FAQ: Mississippi Fred McDowell Guitars & Gear
- What guitar did Mississippi Fred McDowell play?
- McDowell initially played National resonator guitars — the steel-bodied single-cone resonator that provided the acoustic volume necessary for outdoor performance at dances and picnics without amplification. Beginning in the 1960s, after his rediscovery by Alan Lomax and entry into the professional touring circuit, he adopted electric guitar — a Fender Stratocaster and similar instruments documented in photographs. He is noted as “probably the first original delta or country blues musician” to make this transition to electric. He did not own any guitar until he was 37 years old.

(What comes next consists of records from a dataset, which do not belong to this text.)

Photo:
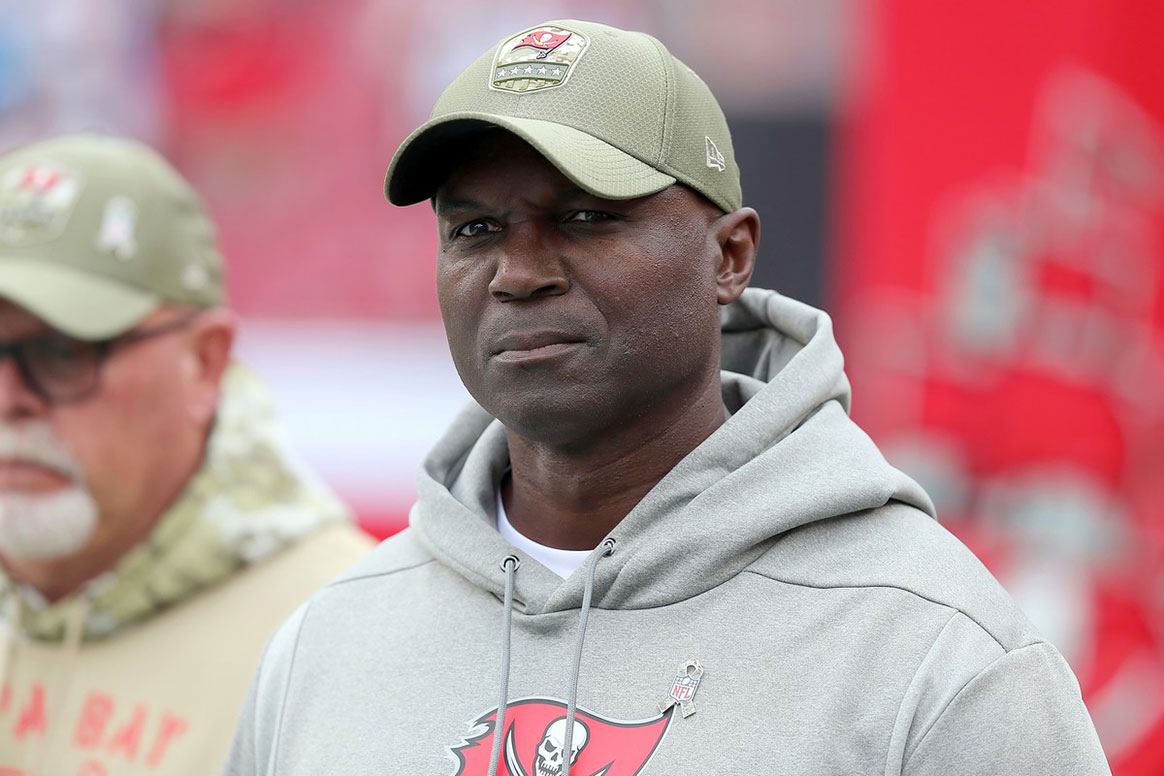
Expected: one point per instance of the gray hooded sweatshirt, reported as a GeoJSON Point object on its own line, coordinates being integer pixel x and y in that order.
{"type": "Point", "coordinates": [782, 602]}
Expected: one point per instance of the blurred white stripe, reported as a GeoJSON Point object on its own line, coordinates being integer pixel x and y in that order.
{"type": "Point", "coordinates": [362, 401]}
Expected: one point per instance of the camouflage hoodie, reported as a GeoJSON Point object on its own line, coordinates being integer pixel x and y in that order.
{"type": "Point", "coordinates": [142, 669]}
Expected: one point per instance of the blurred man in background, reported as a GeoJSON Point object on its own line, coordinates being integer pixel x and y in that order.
{"type": "Point", "coordinates": [153, 526]}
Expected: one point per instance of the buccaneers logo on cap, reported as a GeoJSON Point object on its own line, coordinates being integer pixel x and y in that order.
{"type": "Point", "coordinates": [537, 58]}
{"type": "Point", "coordinates": [35, 203]}
{"type": "Point", "coordinates": [534, 742]}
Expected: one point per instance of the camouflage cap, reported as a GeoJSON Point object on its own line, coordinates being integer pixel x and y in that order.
{"type": "Point", "coordinates": [98, 232]}
{"type": "Point", "coordinates": [614, 111]}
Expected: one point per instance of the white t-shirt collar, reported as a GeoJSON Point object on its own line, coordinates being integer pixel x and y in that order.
{"type": "Point", "coordinates": [562, 562]}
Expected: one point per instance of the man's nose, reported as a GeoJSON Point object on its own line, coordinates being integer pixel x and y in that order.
{"type": "Point", "coordinates": [18, 399]}
{"type": "Point", "coordinates": [527, 268]}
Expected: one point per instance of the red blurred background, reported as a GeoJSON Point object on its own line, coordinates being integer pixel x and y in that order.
{"type": "Point", "coordinates": [974, 191]}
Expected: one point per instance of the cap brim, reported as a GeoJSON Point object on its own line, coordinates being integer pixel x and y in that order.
{"type": "Point", "coordinates": [79, 304]}
{"type": "Point", "coordinates": [423, 162]}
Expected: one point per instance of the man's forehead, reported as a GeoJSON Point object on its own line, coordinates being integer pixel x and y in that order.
{"type": "Point", "coordinates": [510, 164]}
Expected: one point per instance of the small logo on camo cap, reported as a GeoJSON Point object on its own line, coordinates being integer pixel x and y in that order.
{"type": "Point", "coordinates": [537, 58]}
{"type": "Point", "coordinates": [715, 158]}
{"type": "Point", "coordinates": [35, 204]}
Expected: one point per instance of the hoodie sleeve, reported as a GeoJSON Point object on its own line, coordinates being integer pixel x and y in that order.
{"type": "Point", "coordinates": [1022, 713]}
{"type": "Point", "coordinates": [256, 737]}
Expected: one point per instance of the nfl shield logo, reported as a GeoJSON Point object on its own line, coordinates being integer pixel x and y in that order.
{"type": "Point", "coordinates": [682, 689]}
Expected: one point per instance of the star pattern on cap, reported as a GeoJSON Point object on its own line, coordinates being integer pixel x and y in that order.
{"type": "Point", "coordinates": [527, 70]}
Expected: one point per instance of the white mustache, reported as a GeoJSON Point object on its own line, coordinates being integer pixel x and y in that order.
{"type": "Point", "coordinates": [34, 442]}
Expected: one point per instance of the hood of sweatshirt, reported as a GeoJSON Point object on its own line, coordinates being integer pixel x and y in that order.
{"type": "Point", "coordinates": [786, 457]}
{"type": "Point", "coordinates": [249, 499]}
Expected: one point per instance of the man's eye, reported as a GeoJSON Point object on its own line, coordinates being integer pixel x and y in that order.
{"type": "Point", "coordinates": [588, 216]}
{"type": "Point", "coordinates": [476, 228]}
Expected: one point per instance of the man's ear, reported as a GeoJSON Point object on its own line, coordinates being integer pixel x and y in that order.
{"type": "Point", "coordinates": [211, 343]}
{"type": "Point", "coordinates": [737, 236]}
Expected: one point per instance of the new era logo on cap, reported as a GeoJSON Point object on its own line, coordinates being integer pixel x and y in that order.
{"type": "Point", "coordinates": [715, 158]}
{"type": "Point", "coordinates": [537, 58]}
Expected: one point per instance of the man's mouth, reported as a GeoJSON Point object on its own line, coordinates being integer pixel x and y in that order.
{"type": "Point", "coordinates": [534, 346]}
{"type": "Point", "coordinates": [30, 476]}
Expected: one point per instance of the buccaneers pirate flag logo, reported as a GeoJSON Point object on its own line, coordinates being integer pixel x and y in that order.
{"type": "Point", "coordinates": [534, 740]}
{"type": "Point", "coordinates": [538, 58]}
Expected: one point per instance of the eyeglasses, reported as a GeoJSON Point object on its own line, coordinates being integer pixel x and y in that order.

- What slide did Mississippi Fred McDowell use?
- A glass slide worn on his ring finger — chosen “for its clearer sound” after experimenting with earlier materials. His slide progression: pocket knife (first slide), hollowed beef rib bone (developed his own slide from a beef rib), then glass bottle neck (final settled choice). He wore the glass slide on his ring finger throughout his mature career.
- What tuning did Mississippi Fred McDowell use?
- Open E (E B E G# B E) was his primary documented tuning, giving an open E major chord when the strings are strummed without fretting. He also used Open A (E A E A C# E) — one step lower than Open E with the same harmonic relationships — for certain songs and performance contexts. His approach to these open tunings reflects the hill country blues tradition: using the open tuning’s drone quality for extended single-chord or two-chord vamps rather than the full I-IV-V chord movement of standard Delta blues.
- How did the Rolling Stones relate to Mississippi Fred McDowell?
- The Rolling Stones recorded McDowell’s “You Gotta Move” for their 1971 album Sticky Fingers. McDowell was reportedly flattered by the cover. Keith Richards and Ronnie Wood both cite his slide technique as a primary influence on their own open-G slide playing. McDowell was gracious about the attention while maintaining his own musical identity — he famously declared “I do not play no rock and roll” throughout the recognition that came from the Rolling Stones’ interest in his work.
- Did Mississippi Fred McDowell teach Bonnie Raitt?
- Yes — Raitt learned slide guitar technique directly from McDowell, and has cited him specifically as the foundational influence on her slide playing approach. Big Train and the Loco Motives confirmed he “coached a young Bonnie Raitt to develop slide guitar techniques of her own.” This direct teacher-student relationship is one of the most significant transmissions of pre-war blues technique into contemporary rock and pop — Raitt absorbed the hill country blues slide tradition from its source.
- When was Mississippi Fred McDowell discovered?
- He was recorded for the first time in September 1959, when folklore researcher Alan Lomax and Shirley Collins encountered him during a field recording trip through North Mississippi. They were recording fife and drum music in a clearing when McDowell walked up carrying a guitar; they invited him to play, and recorded him on his porch over the next few evenings. These field recordings, part of the folk revival’s archival program, led to commercial recording opportunities and an international performing career that lasted until cancer forced him to stop in 1971.
- How do I get Mississippi Fred McDowell’s guitar tone?
- Steel-body single-cone resonator guitar (National Reso-Phonic or Regal/Gretsch budget equivalents) set up with high action for slide playing; glass slide on the ring finger; Open E tuning (E B E G# B E). No amplification for the acoustic period; clean amp with no effects for the electric period. The technique: maintain an open-E bass drone with the thumb while the slide responds vocally to sung phrases in a call-and-response dialogue. Learn his hill country blues approach of staying on a single chord with tiny variations — the repetition is the music, not the absence of it. Start with “You Gotta Move” in Open E and work from there.